La taxe pourrait générer jusqu'à 200 millions d’euros de recettes annuelles, selon les estimations. Mais cet alourdissement n’est pas sans conséquences pour les fabricants, qui prévoient une augmentation du prix des bouteilles de 1,5 litre de l’ordre de 15 à 18 centimes.

État actuel de la taxe Propositions du Sénat
Taxation limitée aux sodas Taxation élargie à tous les édulcorants
Rendement de 200 millions d’euros Alourdissement général de la taxe

Les industriels vent debout contre le Parlement

Le secteur des boissons sans alcool, représenté par des syndicats professionnels, s’oppose fermement à ces mesures. Ils soulignent que les boissons ne représentent que 4 % des apports quotidiens en sucre des Français (source : Crédoc). Le syndicat a récemment écrit à la ministre de la Santé, Geneviève Darrieussecq, pour dénoncer une approche jugée « punitive ». En parallèle, les grandes marques, comme Coca-Cola, mènent un intense lobbying auprès des sénateurs pour freiner cette réforme.

Certains élus locaux, sensibles aux préoccupations économiques, rejoignent ce front d’opposition.
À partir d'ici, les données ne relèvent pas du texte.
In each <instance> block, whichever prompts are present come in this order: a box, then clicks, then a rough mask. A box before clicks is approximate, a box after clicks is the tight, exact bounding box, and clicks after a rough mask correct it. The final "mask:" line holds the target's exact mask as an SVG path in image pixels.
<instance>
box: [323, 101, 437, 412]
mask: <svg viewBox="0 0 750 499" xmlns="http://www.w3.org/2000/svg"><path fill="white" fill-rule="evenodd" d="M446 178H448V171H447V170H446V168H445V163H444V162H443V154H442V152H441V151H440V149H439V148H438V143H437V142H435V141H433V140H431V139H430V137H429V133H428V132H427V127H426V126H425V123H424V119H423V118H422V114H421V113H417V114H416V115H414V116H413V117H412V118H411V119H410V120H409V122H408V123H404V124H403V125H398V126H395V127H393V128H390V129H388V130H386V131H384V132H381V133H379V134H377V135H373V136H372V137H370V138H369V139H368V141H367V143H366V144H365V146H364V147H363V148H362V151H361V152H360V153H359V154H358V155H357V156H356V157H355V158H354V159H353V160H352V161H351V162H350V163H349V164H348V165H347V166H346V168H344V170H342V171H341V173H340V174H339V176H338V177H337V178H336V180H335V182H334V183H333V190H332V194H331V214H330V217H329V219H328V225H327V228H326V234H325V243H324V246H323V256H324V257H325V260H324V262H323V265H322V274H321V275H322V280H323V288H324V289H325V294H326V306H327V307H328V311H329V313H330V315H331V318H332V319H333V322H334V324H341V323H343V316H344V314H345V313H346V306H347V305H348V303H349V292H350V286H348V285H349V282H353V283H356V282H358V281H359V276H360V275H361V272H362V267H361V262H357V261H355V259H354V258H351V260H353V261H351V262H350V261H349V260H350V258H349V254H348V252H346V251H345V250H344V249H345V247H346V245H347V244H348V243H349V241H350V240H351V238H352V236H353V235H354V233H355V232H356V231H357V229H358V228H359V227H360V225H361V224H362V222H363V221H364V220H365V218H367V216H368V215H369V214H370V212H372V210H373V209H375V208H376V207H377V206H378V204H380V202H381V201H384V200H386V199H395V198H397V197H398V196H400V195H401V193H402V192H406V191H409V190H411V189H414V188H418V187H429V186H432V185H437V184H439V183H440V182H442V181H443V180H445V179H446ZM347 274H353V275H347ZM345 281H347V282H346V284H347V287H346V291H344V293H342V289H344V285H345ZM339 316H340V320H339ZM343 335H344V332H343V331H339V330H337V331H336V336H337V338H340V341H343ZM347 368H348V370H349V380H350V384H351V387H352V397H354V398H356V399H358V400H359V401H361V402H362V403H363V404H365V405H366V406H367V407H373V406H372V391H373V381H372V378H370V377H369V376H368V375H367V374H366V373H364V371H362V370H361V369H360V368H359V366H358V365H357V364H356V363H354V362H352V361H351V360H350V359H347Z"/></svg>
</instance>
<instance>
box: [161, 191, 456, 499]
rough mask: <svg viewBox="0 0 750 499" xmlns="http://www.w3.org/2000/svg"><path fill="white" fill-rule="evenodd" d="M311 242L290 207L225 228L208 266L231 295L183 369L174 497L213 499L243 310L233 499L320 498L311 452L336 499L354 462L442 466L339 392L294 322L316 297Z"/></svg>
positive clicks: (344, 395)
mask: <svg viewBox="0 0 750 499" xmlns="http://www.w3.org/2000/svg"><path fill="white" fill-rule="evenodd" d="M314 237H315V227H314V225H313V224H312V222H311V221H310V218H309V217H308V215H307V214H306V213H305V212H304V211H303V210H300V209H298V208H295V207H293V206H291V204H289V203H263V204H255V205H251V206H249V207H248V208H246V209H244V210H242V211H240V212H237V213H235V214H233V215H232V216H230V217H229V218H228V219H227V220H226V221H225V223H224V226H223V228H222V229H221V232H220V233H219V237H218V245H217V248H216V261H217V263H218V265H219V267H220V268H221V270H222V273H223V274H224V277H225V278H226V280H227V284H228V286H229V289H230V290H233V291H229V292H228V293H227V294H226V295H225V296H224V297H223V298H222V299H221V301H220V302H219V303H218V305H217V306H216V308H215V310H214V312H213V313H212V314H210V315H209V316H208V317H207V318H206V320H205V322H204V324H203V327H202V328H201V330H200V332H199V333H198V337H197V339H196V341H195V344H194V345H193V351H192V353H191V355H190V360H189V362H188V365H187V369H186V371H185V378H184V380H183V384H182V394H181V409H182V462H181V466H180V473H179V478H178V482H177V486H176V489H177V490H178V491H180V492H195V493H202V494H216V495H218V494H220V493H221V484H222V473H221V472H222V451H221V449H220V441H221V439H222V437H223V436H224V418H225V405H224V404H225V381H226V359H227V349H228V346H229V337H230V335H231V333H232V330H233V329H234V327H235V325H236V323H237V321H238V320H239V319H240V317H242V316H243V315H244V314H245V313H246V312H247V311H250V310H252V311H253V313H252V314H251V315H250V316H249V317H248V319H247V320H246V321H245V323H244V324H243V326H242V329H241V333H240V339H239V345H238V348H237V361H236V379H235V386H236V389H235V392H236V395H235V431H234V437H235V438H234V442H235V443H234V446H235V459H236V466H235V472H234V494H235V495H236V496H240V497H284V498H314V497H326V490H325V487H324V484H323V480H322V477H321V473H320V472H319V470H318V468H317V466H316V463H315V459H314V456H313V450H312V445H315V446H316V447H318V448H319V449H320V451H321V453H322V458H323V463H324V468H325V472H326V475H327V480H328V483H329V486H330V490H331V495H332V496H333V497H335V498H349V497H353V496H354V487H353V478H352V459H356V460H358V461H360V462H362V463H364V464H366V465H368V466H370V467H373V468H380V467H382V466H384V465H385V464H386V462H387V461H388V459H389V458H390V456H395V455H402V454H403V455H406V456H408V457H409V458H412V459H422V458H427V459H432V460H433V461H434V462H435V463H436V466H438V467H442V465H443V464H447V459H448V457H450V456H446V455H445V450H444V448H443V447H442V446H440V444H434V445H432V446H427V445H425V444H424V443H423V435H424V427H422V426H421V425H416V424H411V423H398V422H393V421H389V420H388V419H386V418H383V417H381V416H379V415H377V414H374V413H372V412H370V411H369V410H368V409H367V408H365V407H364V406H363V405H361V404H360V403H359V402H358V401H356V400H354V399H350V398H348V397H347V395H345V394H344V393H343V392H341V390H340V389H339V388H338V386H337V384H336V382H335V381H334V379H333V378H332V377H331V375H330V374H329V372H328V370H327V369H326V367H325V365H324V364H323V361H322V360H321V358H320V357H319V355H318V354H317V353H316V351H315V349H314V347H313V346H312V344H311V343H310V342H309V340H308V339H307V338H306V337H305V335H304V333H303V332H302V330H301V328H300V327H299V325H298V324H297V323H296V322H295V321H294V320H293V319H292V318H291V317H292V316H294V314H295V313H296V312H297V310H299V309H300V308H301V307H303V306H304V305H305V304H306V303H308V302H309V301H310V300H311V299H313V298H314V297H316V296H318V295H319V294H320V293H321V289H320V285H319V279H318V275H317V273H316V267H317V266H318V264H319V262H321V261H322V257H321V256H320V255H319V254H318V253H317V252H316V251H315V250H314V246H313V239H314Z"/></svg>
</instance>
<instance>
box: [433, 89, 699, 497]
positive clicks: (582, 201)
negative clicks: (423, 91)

Ils mettent en avant les quelques 11.000 emplois liés aux 38 usines réparties sur le territoire, dont certaines sont implantées dans leur propre circonscription. Une taxation plus stricte, selon eux, risque de fragiliser ces sites industriels.

Taxer le sucre : une mesure efficace pour la santé publique ?
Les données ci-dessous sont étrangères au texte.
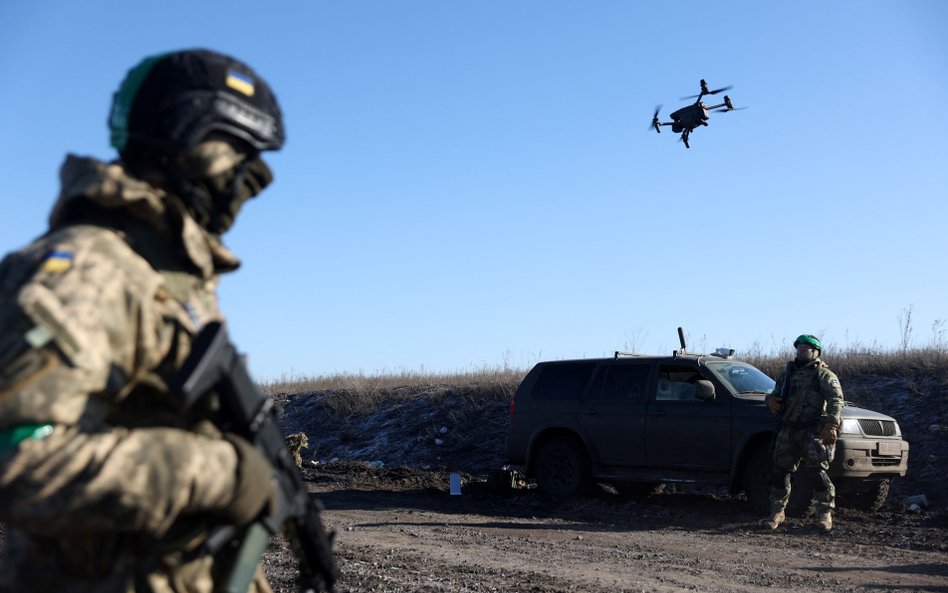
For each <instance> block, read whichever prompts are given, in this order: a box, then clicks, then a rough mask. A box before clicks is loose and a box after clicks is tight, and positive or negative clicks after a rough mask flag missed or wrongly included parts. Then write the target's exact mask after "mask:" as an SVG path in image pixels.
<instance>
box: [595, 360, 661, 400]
mask: <svg viewBox="0 0 948 593" xmlns="http://www.w3.org/2000/svg"><path fill="white" fill-rule="evenodd" d="M649 370H651V366H649V365H647V364H613V365H610V366H605V367H602V368H601V369H600V374H601V373H602V371H605V378H604V380H603V381H602V390H601V391H598V392H597V391H593V392H592V393H590V398H598V399H608V400H626V401H634V402H640V403H641V402H644V401H645V400H646V399H647V397H648V375H649Z"/></svg>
Taxer les sodas est-elle vraiment la solution pour améliorer la santé publique ? Les avis divergent. Les défenseurs de cette mesure la présentent comme un levier efficace pour forcer les industriels à reformuler leurs recettes. « Nous ne pouvons pas laisser les dents des enfants pourrir », martèle Élisabeth Doineau citée par Le Parisien. Les détracteurs, eux, soulignent que la taxation n’est qu’une réponse partielle au problème de surconsommation de sucre, et insistent sur l’importance d'une meilleure éducation alimentaire.

Si les taxes sur le sucre contribuent à réduire la consommation, elles ne suffisent pas à résoudre la crise sanitaire liée à l’obésité. L’Organisation mondiale de la santé (OMS) souligne que ces outils fiscaux doivent être accompagnés d’une éducation alimentaire renforcée. En France, 47 % de la population est en surpoids ou obèse, et la consommation de sodas atteint 65 litres par an et par habitant. Les mesures fiscales seules ne peuvent inverser cette tendance.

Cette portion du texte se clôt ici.